2. Key Characteristics of Hashing

  • Deterministic: For the same input, the output hash is always the same.
  • Fast computation: Good hash functions are computationally efficient.
  • Fixed output: Output size is fixed (e.g., Java hashCode() is 32 bits).
  • One-way (in cryptographic hashing): It’s computationally infeasible to retrieve the original input from the hash.
  • Uniqueness: Ideally, different inputs generate different outputs (called collision resistance).

3. Logic to Create a Good Hash Function

A good hash function balances efficiency and effectiveness. Here’s what it must achieve:

a. Uniform Distribution

  • Hash codes should spread values evenly across all buckets.
  • Prevent clustering that causes multiple entries to fall into the same bucket, which slows down lookup time.

b. Minimize Collisions

  • Different inputs should ideally produce different hash codes.
  • A collision occurs when two distinct inputs produce the same hash code. Java handles this internally, but too many collisions degrade performance.
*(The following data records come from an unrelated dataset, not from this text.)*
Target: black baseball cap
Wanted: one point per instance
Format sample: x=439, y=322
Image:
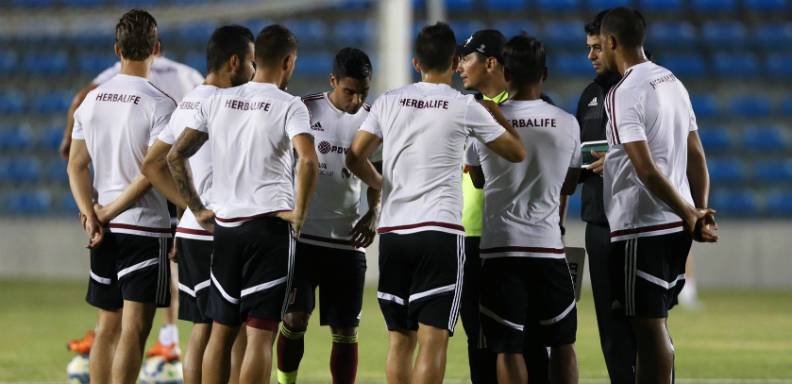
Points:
x=488, y=42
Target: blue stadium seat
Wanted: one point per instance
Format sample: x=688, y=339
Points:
x=720, y=34
x=704, y=106
x=661, y=5
x=715, y=139
x=753, y=106
x=672, y=33
x=779, y=65
x=766, y=5
x=568, y=33
x=741, y=65
x=779, y=203
x=726, y=170
x=735, y=203
x=717, y=6
x=770, y=171
x=558, y=5
x=763, y=138
x=772, y=35
x=505, y=5
x=685, y=65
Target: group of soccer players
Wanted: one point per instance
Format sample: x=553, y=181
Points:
x=272, y=184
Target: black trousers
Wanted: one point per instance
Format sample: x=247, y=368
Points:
x=483, y=362
x=616, y=337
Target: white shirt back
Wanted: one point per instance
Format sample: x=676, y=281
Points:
x=521, y=201
x=200, y=163
x=334, y=213
x=649, y=104
x=173, y=78
x=118, y=121
x=250, y=129
x=424, y=127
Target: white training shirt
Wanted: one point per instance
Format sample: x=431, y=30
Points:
x=173, y=78
x=118, y=121
x=521, y=201
x=649, y=104
x=250, y=129
x=200, y=163
x=424, y=127
x=336, y=208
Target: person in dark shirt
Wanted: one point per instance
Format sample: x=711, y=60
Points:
x=617, y=342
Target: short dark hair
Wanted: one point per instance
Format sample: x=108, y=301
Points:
x=435, y=47
x=136, y=35
x=352, y=62
x=524, y=59
x=227, y=41
x=274, y=43
x=593, y=26
x=627, y=25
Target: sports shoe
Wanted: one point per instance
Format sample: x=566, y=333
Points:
x=82, y=346
x=168, y=352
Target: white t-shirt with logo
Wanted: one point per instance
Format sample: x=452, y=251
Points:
x=250, y=128
x=336, y=208
x=200, y=163
x=119, y=120
x=521, y=201
x=424, y=127
x=649, y=104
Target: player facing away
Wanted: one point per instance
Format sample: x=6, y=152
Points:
x=253, y=131
x=656, y=190
x=330, y=251
x=113, y=129
x=525, y=277
x=423, y=128
x=229, y=60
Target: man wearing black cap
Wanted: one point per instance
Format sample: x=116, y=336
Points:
x=481, y=69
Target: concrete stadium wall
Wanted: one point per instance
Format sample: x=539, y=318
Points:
x=751, y=254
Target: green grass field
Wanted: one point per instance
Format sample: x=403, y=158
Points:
x=735, y=335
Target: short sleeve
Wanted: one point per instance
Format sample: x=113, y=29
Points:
x=372, y=122
x=480, y=123
x=472, y=157
x=298, y=119
x=627, y=116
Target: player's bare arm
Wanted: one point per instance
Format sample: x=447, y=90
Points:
x=508, y=145
x=76, y=101
x=366, y=228
x=155, y=168
x=357, y=160
x=188, y=143
x=307, y=175
x=658, y=185
x=82, y=190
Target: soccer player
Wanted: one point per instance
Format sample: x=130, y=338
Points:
x=423, y=128
x=253, y=131
x=330, y=250
x=616, y=339
x=525, y=277
x=129, y=267
x=656, y=189
x=230, y=63
x=481, y=69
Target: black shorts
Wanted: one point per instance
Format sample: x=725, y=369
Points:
x=647, y=273
x=421, y=279
x=194, y=258
x=339, y=274
x=521, y=293
x=129, y=267
x=251, y=271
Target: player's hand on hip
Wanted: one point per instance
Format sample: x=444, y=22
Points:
x=364, y=231
x=205, y=218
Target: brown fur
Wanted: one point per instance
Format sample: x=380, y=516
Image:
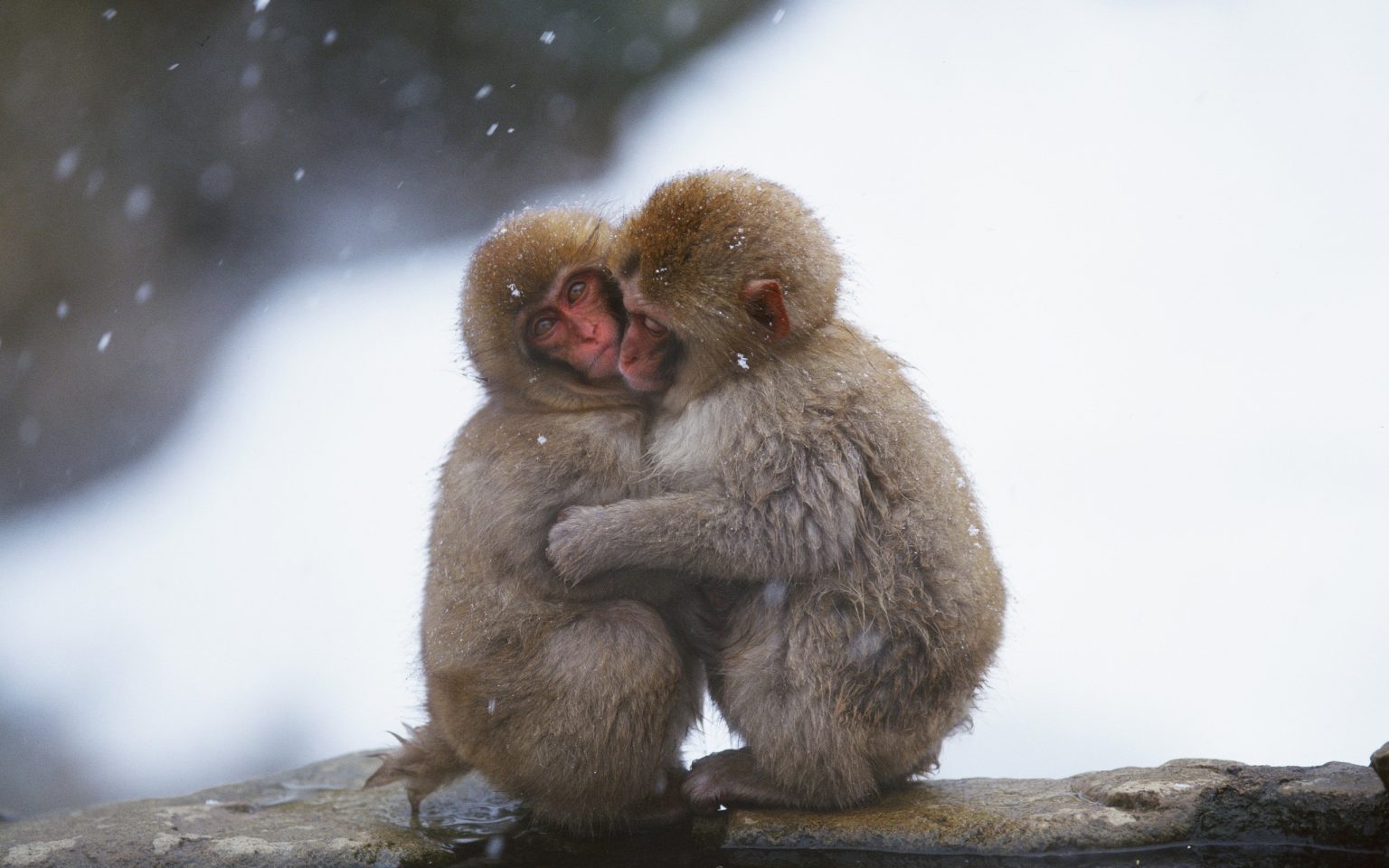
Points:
x=575, y=704
x=816, y=490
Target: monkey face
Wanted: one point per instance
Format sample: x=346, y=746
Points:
x=542, y=316
x=649, y=347
x=577, y=324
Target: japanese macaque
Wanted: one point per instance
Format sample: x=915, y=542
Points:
x=574, y=703
x=811, y=487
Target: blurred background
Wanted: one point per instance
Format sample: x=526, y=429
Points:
x=1134, y=254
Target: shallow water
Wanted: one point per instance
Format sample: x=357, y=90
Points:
x=699, y=847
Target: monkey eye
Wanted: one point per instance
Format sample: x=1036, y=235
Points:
x=542, y=326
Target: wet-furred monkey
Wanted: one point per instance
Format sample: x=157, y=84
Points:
x=808, y=485
x=575, y=703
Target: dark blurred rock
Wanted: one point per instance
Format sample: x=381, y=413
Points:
x=1178, y=803
x=163, y=161
x=39, y=769
x=1184, y=813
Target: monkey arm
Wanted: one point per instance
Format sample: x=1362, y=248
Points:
x=712, y=533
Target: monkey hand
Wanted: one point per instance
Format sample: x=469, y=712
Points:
x=575, y=543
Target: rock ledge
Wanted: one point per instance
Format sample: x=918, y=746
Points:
x=318, y=816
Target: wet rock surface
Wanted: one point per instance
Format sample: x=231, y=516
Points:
x=1182, y=813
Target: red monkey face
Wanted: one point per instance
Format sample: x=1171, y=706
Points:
x=577, y=326
x=649, y=349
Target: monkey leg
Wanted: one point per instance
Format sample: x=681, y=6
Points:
x=818, y=733
x=588, y=724
x=424, y=761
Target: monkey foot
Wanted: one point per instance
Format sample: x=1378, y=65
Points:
x=730, y=778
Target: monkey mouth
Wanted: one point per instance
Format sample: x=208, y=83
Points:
x=603, y=360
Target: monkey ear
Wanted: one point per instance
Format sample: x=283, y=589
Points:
x=763, y=299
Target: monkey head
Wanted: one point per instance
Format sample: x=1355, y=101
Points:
x=542, y=314
x=720, y=271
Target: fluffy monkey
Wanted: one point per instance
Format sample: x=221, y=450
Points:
x=575, y=704
x=811, y=486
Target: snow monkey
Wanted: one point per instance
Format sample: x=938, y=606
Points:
x=575, y=703
x=810, y=485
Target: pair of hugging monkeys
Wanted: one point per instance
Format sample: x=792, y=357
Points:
x=689, y=468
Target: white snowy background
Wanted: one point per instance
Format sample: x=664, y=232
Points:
x=1135, y=253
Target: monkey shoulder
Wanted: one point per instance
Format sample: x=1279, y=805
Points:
x=543, y=458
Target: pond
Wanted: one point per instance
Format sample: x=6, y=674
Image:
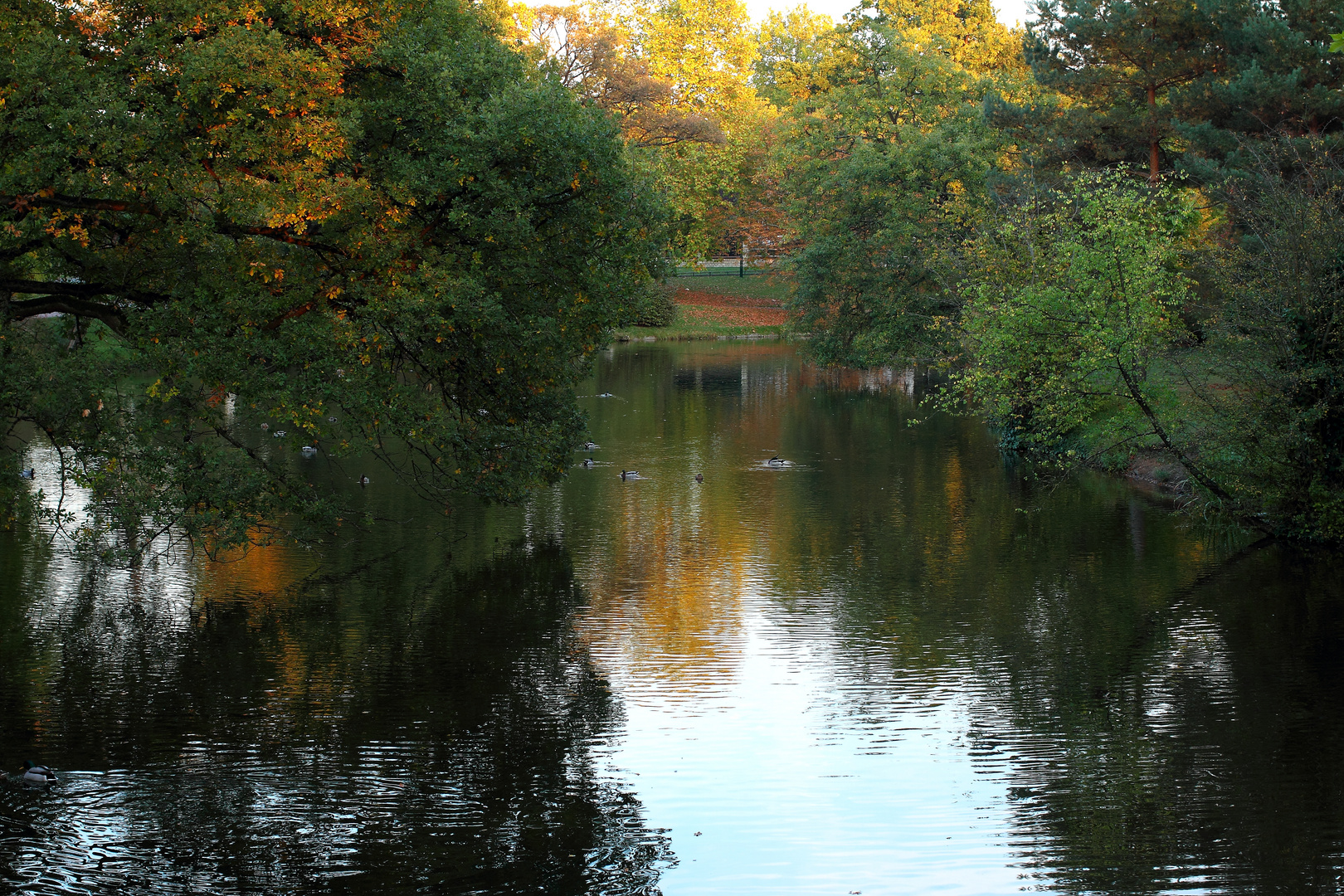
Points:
x=893, y=661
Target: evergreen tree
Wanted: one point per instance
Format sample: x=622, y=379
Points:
x=1120, y=61
x=1278, y=80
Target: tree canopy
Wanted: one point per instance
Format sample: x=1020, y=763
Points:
x=370, y=227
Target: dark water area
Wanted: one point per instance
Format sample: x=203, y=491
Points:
x=897, y=663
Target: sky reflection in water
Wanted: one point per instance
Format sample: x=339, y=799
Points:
x=898, y=664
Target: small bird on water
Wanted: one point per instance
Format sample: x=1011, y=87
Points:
x=38, y=774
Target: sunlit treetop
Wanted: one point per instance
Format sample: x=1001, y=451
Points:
x=371, y=226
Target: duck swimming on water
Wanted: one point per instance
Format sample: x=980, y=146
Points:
x=38, y=774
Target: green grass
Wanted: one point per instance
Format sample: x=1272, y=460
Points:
x=756, y=286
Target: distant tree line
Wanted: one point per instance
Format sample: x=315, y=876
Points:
x=402, y=229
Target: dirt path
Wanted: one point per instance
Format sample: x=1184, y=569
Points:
x=699, y=306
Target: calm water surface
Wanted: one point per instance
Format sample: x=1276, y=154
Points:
x=895, y=664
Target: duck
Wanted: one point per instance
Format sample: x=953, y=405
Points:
x=38, y=774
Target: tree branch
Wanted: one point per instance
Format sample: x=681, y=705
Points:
x=67, y=305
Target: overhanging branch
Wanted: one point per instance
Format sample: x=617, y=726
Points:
x=66, y=305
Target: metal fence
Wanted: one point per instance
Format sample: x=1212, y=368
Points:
x=732, y=266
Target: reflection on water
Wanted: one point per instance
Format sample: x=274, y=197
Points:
x=893, y=664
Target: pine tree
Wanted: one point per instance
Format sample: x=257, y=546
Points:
x=1120, y=61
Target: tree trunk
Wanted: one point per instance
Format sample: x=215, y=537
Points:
x=1152, y=134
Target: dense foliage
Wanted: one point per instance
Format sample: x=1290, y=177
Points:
x=1114, y=236
x=370, y=227
x=402, y=229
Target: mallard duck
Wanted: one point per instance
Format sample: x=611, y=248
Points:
x=38, y=774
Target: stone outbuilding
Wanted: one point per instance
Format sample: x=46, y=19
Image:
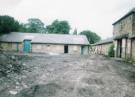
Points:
x=103, y=46
x=124, y=36
x=44, y=43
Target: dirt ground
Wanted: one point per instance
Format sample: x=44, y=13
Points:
x=55, y=75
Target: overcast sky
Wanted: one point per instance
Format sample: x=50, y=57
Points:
x=94, y=15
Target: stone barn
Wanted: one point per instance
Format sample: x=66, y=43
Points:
x=124, y=35
x=44, y=43
x=102, y=47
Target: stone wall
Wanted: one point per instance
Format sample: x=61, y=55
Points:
x=102, y=48
x=74, y=49
x=47, y=48
x=133, y=49
x=123, y=27
x=43, y=48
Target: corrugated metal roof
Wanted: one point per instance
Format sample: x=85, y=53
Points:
x=129, y=13
x=108, y=40
x=45, y=38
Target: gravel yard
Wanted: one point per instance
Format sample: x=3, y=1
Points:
x=44, y=75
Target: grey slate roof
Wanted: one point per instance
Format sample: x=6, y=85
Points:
x=129, y=13
x=45, y=38
x=108, y=40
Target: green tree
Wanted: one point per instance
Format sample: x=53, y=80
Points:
x=91, y=36
x=59, y=27
x=8, y=24
x=34, y=25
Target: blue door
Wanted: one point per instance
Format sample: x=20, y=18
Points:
x=27, y=46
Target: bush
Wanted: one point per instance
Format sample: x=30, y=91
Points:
x=111, y=51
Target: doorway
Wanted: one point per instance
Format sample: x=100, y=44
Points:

c. Consistent with equals()

  • If two objects are equal according to equals(), they must return the same hashCode().
  • Otherwise, hash-based collections like HashMap and HashSet will not function correctly.

d. Use Prime Numbers

  • A common technique is to use a prime number (usually 31 or 37) to multiply intermediate results.
  • This reduces the likelihood of hash collisions.

e. Use Immutable Fields

  • Only include fields in hashCode() that are immutable. If a field changes after insertion into a HashMap, the object becomes “lost” in the map.

4. How to Generate hashCode() in Java

Java provides multiple ways to generate hash codes effectively:

Manual Hash Code Implementation

Writing your own hashCode() method gives you full control over how hash codes are computed for your objects. This is particularly useful when:

  • You want optimal performance.
  • You need to avoid overhead from methods like Objects.hash() (which involves varargs and array creation).
  • You’re working in performance-critical applications, such as large-scale data structures.
@Override
public int hashCode() {
    int result = 17; // Step 1: Start with a non-zero arbitrary number
    result = 31 * result + field1.hashCode(); // Step 2: Multiply by a prime and add hash of each field
    result = 31 * result + field2;            // Repeat for each significant field
    ...
    return result; // Step 3: Return final result
}

Step 1: Starting Value

  • Begin with a non-zero constant like 17.
  • This avoids starting with 0, which would be neutral in multiplication and reduce variability in the result.

Step 2: Use of Prime Numbers (usually 31)

  • Multiplying by a prime number reduces the number of collisions by spreading out hash codes more evenly.
  • 31 is chosen in Java for historical and performance reasons:
    • It’s an odd prime, reducing symmetry.
    • It allows optimization: 31 * x can be computed as (x << 5) - x.

Step 3: Combining Field Values

  • For object fields (e.g., String, Date), use their own hashCode() methods.
  • For primitive fields:
    • int: use directly.
    • long: combine using (int)(value ^ (value >>> 32))
    • boolean: use 1 for true, 0 for false.
    • float: use Float.floatToIntBits(value)
    • double: use Double.doubleToLongBits(value) and then combine like a long.

Step 4: Return the Final Result

  • After combining all significant fields, return the result.
  • This final result should give a well-distributed 32-bit integer hash code.

Example

public class Book {
    private String title;
    private String author;
    private int yearPublished;
    private boolean isBestSeller;

    @Override
    public int hashCode() {
        int result = 17;
        result = 31 * result + (title != null ? title.hashCode() : 0);
        result = 31 * result + (author != null ? author.hashCode() : 0);
        result = 31 * result + yearPublished;
        result = 31 * result + (isBestSeller ? 1 : 0);
        return result;
    }
}

Using Objects.hash()

Java 7+ provides a utility method to simplify hash code generation:

@Override
public int hashCode() {
    return Objects.hash(name, age);
}

Internally, it uses a similar pattern to combine the hash codes of the fields.